I have a R dataframe df1 that looks like the following example, just with a few thousand rows:
ID Date Value Class ZIP
TRA0001 2007-09-25 150 1 75019
TRA0002 2002-08-09 200 2 30152
TRA0003 2010-08-31 500 3 12451
TRA0004 2005-06-17 75 1 45242
TRA0005 2010-08-26 410 3 14618
TRA0006 2008-07-07 155 1 70139
TRA0007 2010-01-15 450 3 12883
TRA0008 2000-11-03 80 4 45242
TRA0009 2003-05-01 120 2 63017
TRA0010 2000-10-01 85 5 23712
Each row stands for one transaction. What I need to find are similar transactions to each transaction based on the following combination of "matching criteria" (AND connected):
- Date must be within +/- 18 months, e.g. for TRA0001 the only match would be TRA 0006
- Value must be within +/- 20% of the original row's value, e.g. matches for TRA0001 would be TRA0006 and TRA0009
- Class must be an exact match, e.g. the matches for TRA0001 upon this criterion would be TRA0004 and TRA0006
Note that there can be no match, one match or multiple matches for each transaction/ row. What I need in the end is a list of matches in respect of the combination of the three criteria mentioned above.

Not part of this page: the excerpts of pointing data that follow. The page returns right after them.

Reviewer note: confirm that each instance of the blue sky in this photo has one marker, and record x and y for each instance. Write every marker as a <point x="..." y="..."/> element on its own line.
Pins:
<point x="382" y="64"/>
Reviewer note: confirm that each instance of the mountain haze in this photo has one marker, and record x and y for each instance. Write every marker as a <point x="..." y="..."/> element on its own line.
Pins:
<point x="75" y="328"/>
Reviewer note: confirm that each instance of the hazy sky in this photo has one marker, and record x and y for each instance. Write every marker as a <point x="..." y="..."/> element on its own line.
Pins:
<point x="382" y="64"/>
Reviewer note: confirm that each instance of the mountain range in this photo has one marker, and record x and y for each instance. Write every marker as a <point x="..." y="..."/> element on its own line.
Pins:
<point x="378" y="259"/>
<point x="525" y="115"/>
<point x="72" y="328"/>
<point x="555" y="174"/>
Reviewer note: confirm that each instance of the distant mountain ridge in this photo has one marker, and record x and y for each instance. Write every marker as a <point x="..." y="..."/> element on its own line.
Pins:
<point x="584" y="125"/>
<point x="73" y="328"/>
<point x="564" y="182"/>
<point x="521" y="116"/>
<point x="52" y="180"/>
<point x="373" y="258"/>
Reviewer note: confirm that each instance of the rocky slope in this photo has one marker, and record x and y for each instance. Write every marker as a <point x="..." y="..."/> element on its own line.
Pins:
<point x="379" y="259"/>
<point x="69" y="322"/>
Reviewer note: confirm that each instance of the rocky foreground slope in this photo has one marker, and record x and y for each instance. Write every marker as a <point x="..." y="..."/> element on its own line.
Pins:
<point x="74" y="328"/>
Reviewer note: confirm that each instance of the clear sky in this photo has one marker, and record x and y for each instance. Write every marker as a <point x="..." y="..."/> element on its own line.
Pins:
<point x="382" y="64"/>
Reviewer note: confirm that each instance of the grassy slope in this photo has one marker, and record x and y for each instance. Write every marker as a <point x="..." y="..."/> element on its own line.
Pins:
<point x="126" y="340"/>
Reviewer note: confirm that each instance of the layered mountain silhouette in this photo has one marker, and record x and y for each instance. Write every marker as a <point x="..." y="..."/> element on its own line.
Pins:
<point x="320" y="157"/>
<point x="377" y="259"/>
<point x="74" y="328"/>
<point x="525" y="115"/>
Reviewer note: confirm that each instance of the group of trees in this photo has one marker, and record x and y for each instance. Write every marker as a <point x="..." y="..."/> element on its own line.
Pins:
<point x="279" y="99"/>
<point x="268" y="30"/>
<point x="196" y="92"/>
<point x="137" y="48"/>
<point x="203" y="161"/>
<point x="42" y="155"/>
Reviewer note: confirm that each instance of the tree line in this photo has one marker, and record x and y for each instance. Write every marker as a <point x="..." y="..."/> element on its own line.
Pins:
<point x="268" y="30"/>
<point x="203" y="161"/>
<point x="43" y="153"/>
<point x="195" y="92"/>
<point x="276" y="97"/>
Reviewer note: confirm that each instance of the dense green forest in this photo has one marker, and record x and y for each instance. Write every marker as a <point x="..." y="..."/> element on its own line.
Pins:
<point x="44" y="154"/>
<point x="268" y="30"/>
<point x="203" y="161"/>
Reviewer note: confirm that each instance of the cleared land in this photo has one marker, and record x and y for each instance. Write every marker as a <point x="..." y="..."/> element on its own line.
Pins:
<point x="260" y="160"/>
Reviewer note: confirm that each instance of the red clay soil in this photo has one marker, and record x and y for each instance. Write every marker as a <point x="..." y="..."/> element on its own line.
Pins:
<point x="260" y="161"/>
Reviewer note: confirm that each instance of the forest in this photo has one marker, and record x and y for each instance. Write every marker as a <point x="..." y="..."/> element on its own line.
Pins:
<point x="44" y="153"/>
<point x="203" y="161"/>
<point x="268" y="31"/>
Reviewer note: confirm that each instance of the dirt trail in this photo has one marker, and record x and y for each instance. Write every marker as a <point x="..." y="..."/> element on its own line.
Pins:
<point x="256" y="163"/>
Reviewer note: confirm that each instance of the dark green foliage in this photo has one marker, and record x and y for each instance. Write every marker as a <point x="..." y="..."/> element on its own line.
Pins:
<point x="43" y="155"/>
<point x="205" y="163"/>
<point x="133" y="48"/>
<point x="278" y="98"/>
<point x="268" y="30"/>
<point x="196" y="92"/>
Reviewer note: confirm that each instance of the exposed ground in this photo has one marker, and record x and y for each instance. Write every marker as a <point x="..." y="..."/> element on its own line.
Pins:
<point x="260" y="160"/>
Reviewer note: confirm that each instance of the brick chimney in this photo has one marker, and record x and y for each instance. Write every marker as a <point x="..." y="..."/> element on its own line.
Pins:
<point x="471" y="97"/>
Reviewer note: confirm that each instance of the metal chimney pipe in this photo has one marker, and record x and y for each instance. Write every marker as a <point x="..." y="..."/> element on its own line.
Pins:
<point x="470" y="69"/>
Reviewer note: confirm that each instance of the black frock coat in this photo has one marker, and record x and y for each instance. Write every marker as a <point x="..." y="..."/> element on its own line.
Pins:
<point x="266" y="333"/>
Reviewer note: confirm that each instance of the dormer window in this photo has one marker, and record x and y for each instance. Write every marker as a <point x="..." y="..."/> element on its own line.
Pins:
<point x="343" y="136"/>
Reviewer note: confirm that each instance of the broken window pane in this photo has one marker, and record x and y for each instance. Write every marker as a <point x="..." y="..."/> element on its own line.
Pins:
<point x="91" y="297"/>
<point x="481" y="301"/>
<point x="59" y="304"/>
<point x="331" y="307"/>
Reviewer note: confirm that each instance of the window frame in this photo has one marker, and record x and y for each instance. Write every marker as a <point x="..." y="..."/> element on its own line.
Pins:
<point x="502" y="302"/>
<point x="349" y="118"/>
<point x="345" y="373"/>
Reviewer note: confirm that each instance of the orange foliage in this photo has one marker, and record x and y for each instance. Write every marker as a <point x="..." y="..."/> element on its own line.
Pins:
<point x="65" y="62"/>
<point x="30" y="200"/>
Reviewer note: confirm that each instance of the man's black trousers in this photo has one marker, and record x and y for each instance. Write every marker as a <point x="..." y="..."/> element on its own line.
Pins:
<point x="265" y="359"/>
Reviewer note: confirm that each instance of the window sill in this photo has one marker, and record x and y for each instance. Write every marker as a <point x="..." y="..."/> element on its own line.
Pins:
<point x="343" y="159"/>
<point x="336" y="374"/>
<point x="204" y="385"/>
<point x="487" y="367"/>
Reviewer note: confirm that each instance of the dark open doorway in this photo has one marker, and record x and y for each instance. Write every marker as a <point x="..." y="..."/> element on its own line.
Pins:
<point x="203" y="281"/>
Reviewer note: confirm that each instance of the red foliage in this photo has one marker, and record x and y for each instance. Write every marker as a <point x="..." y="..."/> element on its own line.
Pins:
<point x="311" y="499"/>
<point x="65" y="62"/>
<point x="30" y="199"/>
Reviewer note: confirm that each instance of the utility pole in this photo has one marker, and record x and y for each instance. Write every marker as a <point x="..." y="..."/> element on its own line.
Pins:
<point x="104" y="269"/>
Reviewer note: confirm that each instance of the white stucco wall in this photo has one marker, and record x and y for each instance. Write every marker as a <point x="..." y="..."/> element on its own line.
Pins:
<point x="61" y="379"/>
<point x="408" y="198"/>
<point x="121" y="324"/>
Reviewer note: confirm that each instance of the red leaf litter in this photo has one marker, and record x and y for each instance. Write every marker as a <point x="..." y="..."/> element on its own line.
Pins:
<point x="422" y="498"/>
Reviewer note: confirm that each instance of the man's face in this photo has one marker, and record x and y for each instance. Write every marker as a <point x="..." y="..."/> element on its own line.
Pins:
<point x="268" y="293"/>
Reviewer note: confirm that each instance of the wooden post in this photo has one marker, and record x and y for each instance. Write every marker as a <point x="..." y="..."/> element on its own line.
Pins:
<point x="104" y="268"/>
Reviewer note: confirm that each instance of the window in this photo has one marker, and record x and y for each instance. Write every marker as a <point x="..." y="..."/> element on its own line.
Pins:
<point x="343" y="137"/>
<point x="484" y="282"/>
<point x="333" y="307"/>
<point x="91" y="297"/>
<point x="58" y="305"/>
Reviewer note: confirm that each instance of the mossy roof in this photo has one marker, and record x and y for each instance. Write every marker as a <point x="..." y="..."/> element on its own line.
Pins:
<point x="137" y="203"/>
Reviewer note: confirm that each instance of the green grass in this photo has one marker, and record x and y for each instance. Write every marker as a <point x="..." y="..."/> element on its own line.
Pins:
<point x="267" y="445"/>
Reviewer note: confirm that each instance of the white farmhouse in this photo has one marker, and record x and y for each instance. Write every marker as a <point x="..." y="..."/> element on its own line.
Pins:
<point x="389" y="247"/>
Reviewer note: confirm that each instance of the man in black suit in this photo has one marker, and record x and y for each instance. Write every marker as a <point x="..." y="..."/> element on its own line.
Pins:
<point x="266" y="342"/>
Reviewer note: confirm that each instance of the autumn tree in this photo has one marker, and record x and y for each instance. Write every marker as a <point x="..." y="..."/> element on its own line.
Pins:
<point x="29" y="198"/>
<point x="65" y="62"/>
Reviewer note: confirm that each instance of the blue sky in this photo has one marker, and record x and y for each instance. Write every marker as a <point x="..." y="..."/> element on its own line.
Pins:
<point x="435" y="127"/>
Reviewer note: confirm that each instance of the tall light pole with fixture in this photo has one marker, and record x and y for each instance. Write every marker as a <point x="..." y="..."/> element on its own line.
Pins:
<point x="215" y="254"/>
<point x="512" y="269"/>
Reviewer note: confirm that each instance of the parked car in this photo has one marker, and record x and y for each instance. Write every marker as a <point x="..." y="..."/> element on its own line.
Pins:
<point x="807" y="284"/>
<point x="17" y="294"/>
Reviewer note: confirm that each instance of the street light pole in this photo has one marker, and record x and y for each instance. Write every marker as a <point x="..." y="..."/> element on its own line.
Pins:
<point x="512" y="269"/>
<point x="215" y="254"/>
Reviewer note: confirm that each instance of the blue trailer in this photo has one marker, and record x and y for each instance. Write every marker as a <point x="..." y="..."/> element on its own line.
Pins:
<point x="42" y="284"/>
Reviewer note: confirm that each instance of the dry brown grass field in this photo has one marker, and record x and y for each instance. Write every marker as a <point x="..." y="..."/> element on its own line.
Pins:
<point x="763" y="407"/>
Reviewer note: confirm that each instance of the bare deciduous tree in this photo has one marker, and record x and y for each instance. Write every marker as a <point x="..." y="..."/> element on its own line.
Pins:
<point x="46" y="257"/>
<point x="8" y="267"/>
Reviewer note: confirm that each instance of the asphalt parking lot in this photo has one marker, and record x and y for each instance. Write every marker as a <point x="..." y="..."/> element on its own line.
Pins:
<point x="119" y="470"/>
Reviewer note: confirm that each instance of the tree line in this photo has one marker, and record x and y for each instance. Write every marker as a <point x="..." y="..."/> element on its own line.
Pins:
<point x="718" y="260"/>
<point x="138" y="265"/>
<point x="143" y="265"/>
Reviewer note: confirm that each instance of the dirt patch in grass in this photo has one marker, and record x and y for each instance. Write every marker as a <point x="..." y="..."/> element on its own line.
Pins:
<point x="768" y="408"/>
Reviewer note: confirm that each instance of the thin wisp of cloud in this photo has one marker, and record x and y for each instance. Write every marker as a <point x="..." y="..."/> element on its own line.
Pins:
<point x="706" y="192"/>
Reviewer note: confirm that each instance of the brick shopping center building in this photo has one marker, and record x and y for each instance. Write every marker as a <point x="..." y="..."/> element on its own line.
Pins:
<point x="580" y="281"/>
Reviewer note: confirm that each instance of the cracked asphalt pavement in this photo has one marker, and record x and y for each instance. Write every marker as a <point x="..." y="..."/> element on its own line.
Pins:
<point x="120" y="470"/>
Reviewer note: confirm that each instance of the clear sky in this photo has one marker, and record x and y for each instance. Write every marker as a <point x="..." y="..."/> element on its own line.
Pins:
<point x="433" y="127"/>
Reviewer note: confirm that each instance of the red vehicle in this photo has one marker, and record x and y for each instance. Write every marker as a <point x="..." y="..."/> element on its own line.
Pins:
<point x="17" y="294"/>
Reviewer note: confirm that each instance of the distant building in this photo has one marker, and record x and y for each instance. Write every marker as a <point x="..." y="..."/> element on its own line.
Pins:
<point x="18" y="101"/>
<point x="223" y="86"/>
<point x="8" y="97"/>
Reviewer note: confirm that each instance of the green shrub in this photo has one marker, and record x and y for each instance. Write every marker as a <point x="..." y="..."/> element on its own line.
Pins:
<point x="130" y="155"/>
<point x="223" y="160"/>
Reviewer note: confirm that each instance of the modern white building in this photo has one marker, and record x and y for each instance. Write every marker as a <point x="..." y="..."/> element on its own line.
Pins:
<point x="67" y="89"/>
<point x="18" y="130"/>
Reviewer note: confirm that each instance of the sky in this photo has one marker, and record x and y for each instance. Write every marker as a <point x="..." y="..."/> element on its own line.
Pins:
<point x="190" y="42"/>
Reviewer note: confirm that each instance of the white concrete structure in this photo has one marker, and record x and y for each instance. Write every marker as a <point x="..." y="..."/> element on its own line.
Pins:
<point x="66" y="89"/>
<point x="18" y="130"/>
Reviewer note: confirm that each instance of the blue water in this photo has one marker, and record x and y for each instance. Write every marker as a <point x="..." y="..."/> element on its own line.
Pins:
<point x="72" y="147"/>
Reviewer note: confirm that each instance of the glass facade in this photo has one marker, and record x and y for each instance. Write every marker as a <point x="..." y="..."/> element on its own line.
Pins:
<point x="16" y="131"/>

For the given example, a result df2 would look like this:
ID ID_Match ZIP_Match
TRA0001 TRA0006 70139
TRA0003 TRA0005 14618
TRA0003 TRA0007 12883
TRA0005 TRA0007 12883
TRA0006 TRA0001 75019
TRA0007 TRA0003 12451
TRA0007 TRA0005 14618
So far, I tried various combinations of duplicate search to get closer to my desired outcome by fulfilling at least one matching criteria and next "filtering down" this result according to the other constraints. I started with the Class condition, as this seemed to me to be the easiest criterion (and probably also the most selective). All I came up in the end was e.g a list of all classes that have duplicates and there respective index positions where the duplicates can be found. For that I used the following code (found on stackoverflow, credits to user "eddi"):
dups = duplicated(df1$Class) | duplicated(d1$Class, fromLast = T)
split(which(dups), df1$Class[dups])
However, this still leaves me miles away from my desired result and I have no idea how to "integrate" the other conditions. Hope I could provide all the necessary information and could make clear my problem. Any kind of hints, suggestions or solutions is more than welcome! Thanks in advance!
Additionally: If someone comes up with an idea how to do the required work with Stata, this would also be welcome - I have slightly slightly more knowledge on Stata than on R.